Drilling, filling, bonding, bleaching---if that's your idea of dentistry, it's time to take a closer look. Dental researchers today are as likely to study genes as gingivitis, and rather than focusing just on teeth, they're turning their attention to structures of the whole head and face. Of course, cavities and cosmetic dentistry still get a fair amount of attention, too. This whole spectrum of dental research trends is reflected in presentations researchers from the University of Michigan School of Dentistry will make at the annual meeting of the International Association of Dental Research in Vancouver, British Columbia, March 10-13.
A complete list of presentations by U-M faculty and students available upon request.
Fixing faces and fractures. Facial deformities, fractures that won't heal---these serious medical problems usually require surgery and extensive bone grafts. Imagine how much simpler it would be to treat these problems with genes that help build bones. Renny Franceschi and Bruce Rutherford, both faculty members in the U-M School of Dentistry, are in the early stages of research aimed at reaching that goal. One of the first steps is to find ways of delivering the proper genes into the body and getting them to work as they should. Franceschi and Rutherford are working with genes for bone morphogenetic proteins, which induce bone formation.
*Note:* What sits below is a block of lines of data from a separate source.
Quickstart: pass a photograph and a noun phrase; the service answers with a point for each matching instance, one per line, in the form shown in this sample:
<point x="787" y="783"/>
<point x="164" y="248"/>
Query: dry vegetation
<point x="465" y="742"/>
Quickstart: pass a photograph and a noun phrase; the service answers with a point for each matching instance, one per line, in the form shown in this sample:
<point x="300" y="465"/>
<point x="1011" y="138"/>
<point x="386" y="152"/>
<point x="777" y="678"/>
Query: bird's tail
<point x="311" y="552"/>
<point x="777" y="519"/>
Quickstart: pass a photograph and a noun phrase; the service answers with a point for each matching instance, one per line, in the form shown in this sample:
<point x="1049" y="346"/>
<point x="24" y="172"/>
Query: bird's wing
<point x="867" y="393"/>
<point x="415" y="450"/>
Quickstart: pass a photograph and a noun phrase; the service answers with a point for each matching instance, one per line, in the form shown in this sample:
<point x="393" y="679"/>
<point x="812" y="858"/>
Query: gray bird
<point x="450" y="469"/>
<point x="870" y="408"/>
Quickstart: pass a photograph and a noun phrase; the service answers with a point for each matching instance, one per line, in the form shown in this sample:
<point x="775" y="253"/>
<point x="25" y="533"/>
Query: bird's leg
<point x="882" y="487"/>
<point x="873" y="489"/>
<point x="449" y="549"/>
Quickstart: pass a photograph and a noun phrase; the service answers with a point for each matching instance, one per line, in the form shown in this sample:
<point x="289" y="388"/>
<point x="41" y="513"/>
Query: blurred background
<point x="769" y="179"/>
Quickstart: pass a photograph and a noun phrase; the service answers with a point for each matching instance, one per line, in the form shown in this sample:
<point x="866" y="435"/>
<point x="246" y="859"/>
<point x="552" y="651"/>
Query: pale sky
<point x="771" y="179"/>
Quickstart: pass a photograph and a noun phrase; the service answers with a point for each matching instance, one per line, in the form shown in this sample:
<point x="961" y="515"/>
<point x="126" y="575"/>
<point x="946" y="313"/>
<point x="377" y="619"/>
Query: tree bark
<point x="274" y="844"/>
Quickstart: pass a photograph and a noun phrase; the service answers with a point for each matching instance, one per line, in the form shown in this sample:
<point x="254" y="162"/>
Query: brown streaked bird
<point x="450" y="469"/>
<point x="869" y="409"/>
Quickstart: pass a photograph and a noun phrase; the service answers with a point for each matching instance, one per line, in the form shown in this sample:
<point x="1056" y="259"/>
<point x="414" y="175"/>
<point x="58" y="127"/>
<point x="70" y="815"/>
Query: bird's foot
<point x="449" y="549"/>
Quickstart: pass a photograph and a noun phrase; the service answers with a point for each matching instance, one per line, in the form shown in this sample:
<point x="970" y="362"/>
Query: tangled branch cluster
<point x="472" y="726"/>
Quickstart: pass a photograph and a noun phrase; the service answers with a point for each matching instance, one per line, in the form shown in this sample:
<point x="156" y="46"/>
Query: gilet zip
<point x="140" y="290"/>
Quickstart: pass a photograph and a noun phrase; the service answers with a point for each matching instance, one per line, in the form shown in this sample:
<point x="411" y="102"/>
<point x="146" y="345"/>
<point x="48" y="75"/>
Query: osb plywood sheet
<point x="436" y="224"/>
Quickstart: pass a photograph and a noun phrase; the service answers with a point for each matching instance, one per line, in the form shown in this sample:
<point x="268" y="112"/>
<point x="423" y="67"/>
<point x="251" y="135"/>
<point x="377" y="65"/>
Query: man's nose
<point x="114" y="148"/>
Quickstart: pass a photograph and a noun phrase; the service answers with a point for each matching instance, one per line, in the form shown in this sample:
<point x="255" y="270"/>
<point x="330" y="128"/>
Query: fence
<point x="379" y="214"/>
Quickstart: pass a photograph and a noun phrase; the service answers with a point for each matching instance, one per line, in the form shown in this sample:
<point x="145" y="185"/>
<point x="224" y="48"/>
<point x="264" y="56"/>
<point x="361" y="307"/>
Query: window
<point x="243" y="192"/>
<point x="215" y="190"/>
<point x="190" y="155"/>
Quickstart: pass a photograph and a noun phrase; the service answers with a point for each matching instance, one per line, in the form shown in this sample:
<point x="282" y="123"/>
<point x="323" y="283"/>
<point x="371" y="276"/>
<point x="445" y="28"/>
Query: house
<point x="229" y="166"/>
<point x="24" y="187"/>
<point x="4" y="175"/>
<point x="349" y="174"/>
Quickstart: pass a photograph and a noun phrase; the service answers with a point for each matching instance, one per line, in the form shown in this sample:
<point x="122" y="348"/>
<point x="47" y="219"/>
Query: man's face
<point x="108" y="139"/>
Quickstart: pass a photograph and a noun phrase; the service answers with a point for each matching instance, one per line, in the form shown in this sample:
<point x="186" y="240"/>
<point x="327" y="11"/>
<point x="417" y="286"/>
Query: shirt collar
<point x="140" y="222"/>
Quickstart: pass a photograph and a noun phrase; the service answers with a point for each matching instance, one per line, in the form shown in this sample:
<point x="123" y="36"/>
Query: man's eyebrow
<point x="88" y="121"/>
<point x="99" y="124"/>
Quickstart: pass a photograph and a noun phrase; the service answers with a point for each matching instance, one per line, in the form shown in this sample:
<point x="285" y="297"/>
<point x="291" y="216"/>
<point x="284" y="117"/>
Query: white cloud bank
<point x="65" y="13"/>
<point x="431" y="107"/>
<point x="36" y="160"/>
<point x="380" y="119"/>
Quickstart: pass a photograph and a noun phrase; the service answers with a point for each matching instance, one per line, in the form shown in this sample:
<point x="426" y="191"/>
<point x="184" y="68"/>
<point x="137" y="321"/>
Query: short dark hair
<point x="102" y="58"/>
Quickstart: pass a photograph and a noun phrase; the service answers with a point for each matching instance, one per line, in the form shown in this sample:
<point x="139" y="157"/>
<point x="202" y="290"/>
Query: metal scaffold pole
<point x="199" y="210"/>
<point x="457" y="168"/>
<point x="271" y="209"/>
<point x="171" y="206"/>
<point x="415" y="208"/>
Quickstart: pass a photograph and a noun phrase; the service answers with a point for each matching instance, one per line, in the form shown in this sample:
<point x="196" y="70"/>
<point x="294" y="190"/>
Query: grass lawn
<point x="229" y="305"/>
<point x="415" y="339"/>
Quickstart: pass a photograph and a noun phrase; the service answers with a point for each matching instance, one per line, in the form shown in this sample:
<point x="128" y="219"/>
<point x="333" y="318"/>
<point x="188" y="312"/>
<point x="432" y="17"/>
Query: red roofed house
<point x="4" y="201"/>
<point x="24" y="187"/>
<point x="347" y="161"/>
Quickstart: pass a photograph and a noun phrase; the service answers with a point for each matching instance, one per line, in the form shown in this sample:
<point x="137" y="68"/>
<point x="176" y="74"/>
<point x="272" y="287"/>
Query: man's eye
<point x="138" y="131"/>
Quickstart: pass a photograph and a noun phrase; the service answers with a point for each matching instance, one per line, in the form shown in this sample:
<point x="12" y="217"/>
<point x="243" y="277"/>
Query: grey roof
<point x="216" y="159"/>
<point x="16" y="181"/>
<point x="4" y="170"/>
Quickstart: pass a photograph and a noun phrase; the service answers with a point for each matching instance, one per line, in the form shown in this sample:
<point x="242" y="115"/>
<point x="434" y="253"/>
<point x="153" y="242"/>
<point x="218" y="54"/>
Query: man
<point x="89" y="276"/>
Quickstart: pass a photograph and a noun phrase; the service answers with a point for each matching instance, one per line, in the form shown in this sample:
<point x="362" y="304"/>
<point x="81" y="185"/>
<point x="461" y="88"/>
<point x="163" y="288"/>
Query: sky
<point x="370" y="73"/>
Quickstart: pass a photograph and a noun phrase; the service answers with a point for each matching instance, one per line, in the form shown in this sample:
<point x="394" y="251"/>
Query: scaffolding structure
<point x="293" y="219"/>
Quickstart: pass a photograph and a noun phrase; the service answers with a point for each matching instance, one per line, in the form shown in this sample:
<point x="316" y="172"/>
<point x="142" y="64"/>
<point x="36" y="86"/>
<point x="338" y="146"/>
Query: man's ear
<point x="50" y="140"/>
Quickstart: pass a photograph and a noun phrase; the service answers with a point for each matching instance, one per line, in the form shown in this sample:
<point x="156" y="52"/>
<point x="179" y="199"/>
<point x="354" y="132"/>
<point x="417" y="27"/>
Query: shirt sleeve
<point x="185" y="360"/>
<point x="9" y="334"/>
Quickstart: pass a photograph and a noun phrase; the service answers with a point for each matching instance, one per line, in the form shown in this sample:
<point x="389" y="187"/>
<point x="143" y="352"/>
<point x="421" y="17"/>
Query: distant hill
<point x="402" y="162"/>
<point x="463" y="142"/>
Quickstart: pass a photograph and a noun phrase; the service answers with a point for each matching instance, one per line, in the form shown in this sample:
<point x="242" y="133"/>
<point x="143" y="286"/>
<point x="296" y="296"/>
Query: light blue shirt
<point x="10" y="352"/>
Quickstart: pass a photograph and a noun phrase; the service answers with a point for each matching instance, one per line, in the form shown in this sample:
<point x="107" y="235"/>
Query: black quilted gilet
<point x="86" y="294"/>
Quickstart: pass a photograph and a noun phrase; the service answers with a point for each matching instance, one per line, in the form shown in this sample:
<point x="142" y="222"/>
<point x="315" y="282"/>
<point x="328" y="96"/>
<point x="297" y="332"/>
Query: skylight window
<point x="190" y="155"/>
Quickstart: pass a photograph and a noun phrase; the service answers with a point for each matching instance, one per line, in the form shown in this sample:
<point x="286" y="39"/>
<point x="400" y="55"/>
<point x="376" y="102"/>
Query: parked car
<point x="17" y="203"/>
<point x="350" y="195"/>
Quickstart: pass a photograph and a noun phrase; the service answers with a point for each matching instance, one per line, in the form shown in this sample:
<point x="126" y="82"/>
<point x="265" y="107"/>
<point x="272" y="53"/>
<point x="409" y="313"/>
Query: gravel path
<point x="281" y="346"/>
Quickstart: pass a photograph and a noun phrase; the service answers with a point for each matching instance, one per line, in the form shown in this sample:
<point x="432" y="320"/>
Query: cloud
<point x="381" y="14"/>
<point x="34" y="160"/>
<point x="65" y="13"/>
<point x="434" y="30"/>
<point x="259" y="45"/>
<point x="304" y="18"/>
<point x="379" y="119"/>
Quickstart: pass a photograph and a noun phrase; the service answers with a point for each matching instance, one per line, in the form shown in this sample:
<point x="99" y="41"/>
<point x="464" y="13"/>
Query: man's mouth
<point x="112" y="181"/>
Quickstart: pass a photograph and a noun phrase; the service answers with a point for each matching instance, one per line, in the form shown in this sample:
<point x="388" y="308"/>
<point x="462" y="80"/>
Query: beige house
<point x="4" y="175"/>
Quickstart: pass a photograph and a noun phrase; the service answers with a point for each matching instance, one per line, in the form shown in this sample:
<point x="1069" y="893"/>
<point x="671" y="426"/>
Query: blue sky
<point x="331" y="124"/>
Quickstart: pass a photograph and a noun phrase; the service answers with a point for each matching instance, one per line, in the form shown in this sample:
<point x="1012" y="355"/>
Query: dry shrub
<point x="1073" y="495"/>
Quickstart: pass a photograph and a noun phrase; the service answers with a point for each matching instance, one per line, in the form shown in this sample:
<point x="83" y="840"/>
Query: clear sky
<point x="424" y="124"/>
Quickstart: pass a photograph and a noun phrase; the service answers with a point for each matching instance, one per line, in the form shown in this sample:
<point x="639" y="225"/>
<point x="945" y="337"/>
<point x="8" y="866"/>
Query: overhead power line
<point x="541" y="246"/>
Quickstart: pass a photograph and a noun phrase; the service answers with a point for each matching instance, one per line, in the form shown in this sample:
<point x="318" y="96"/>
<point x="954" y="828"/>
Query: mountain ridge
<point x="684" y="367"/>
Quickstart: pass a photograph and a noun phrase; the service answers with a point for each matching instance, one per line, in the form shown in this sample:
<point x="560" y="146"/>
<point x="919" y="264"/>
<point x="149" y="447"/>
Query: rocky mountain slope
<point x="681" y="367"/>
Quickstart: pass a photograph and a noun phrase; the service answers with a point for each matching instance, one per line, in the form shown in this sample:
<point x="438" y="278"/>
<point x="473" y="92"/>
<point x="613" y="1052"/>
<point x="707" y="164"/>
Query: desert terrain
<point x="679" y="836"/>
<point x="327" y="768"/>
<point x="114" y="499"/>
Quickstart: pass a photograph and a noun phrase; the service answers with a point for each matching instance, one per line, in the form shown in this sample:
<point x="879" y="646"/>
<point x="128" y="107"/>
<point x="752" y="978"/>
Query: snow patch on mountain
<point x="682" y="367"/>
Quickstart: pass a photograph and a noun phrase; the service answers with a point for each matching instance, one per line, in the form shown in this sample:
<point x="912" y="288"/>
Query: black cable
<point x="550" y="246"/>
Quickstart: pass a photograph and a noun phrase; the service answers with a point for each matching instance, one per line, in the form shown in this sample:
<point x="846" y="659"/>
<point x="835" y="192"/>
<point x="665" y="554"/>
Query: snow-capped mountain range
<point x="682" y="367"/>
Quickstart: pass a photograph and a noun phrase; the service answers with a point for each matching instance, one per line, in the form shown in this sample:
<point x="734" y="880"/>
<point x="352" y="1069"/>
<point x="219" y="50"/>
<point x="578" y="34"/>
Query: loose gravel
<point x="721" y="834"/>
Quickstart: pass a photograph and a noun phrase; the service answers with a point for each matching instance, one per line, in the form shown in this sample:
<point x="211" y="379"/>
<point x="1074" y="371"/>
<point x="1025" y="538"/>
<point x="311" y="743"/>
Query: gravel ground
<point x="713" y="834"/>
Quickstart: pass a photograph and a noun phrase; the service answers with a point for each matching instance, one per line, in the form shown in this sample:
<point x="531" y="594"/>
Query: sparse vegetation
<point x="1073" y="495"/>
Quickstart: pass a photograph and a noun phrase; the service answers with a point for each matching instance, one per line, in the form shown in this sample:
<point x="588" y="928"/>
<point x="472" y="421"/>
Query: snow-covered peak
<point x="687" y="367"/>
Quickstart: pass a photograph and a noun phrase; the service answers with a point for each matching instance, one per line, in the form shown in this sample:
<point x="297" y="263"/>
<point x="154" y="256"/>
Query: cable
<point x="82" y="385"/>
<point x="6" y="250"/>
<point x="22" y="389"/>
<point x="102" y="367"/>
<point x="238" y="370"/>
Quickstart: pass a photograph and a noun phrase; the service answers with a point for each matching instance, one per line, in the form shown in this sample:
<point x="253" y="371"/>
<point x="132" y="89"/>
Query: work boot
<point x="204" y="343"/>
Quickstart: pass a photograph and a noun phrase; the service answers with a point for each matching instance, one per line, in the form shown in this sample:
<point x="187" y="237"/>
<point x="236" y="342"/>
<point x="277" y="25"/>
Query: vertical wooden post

In recent animal experiments, they showed it was possible to use a standard gene delivery method---a virus modified to be harmless---to get bone morphogenetic protein genes into the body. Once inside, the genes functioned normally to induce bone formation. Next, the researchers plan to fine-tune the system to make it work as efficiently as possible. Once this is accomplished, the next step will be to use the gene delivery system to try to repair fractures and skull deformities in animals.